Re: Errors after SATA hard resets: parent transid verify failed, csum mismatch on free space cache

From: Chris Murphy <lists@colorremedies.com>
To: Stephen Conrad <conradsd@gmail.com>
Cc: Btrfs BTRFS <linux-btrfs@vger.kernel.org>,
	Qu Wenruo <quwenruo.btrfs@gmx.com>
Subject: Re: Errors after SATA hard resets: parent transid verify failed, csum mismatch on free space cache
Date: Mon, 6 Jan 2020 16:56:19 -0700	[thread overview]
Message-ID: <CAJCQCtRJV1ug8L1Q1pJ5ePJdnFP-osekbqzuDb8QSTQ5b0Tm1Q@mail.gmail.com> (raw)
In-Reply-To: <1794842.PFUSC7HjHz@paca>

On Mon, Jan 6, 2020 at 10:32 AM Stephen Conrad <conradsd@gmail.com> wrote:

> In January 2019 the file system remounted read-only.  I have retained the dmesg
> logs and notes on the actions I took at that time.  Summary is that I saw a
> bunch of SATA "link is slow to respond" and "hard resetting link" messages

This is raid1? I can't tell.

Anyway, this is common when drive SCT ERC is a greater duration than
the SCSI command timer (defaults to 30s).

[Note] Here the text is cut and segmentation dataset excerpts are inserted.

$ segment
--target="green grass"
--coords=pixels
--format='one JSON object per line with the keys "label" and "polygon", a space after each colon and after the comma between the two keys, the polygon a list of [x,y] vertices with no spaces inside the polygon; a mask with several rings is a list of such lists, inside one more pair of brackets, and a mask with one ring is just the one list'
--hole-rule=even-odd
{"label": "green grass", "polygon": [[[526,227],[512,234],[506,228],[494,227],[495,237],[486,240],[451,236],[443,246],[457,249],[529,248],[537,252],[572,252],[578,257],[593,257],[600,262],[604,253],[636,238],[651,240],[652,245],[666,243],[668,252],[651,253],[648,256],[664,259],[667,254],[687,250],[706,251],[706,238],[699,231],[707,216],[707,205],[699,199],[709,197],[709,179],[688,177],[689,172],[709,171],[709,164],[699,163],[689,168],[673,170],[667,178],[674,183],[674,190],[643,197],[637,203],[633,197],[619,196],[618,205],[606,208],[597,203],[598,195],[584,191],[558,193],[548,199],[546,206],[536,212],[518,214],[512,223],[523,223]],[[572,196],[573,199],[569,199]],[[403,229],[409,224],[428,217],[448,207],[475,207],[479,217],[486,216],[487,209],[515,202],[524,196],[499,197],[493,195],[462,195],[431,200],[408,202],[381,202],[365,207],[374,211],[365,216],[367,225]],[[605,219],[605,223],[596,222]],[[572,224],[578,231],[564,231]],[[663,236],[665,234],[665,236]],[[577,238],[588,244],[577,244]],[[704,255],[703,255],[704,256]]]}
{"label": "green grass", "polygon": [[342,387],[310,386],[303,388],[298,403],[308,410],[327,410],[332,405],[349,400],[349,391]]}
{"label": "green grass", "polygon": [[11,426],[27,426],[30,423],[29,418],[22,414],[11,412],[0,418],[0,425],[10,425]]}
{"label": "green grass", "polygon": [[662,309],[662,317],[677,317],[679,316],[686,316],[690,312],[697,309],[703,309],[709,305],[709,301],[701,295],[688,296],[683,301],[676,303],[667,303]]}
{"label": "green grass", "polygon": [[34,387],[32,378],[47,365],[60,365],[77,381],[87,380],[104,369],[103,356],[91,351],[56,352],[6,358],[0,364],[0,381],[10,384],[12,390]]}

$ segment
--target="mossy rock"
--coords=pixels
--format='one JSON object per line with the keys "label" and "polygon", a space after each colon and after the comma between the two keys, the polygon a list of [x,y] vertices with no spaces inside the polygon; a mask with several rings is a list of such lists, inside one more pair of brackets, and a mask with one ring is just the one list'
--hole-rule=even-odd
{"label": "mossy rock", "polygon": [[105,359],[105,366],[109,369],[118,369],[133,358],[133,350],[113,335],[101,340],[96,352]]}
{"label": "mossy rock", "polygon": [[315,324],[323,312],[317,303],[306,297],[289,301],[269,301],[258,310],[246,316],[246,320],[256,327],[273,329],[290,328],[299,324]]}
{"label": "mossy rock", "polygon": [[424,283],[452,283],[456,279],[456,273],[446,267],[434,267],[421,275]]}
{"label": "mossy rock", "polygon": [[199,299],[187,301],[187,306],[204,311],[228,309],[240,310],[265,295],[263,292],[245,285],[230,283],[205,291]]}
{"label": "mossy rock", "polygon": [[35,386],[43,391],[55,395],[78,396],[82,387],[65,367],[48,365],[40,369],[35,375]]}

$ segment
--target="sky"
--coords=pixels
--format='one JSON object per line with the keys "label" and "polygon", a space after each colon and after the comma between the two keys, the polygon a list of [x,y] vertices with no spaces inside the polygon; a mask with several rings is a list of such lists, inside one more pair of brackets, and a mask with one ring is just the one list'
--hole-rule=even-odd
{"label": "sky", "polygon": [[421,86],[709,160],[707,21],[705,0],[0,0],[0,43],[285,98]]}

Consumer drives often have
it disabled and you'd have to dig through specs to find out what
duration that means, but with HDDs it is often way more than 30s. The
idea is single drive "deep recovery" - it's better for the drive to
become slow than to report EIO for a bad sector. That may be specious,
but for sure it's not a good idea for RAID. First choice is to set SCT
ERC less than 30s. Common is 70 deciseconds for NAS and enterprise
drives. Second choice, if SCT ERC cannot be configured, is change the
SCSI command timer to something like 120-180s, which I know is crazy
but there you go. More here.

https://raid.wiki.kernel.org/index.php/Timeout_Mismatch

Note that SCT ERC is a drive firmware configuration. Where the SCSI
command timer is a kernel timer that applies per (whole) block device.
Both reset to defaults on power cycle. You can use a udev rule for
either of these (you only need one, again SCT ERC is preferred if
available). SCT ERC is set by smartctl, and SCSI command timer is set
via sysfs so you can just echo the value you want.

> followed by BTRFS errors, "BTRFS: Transaction aborted (error -5)", and a stack
> trace.  I tried a few things (unsuccessfully) and had to power down the
> hardware.  After a power cycle the file system mounted R/W as normal.   I then
> ran a btrfs check and btrfs scrub which showed no errors.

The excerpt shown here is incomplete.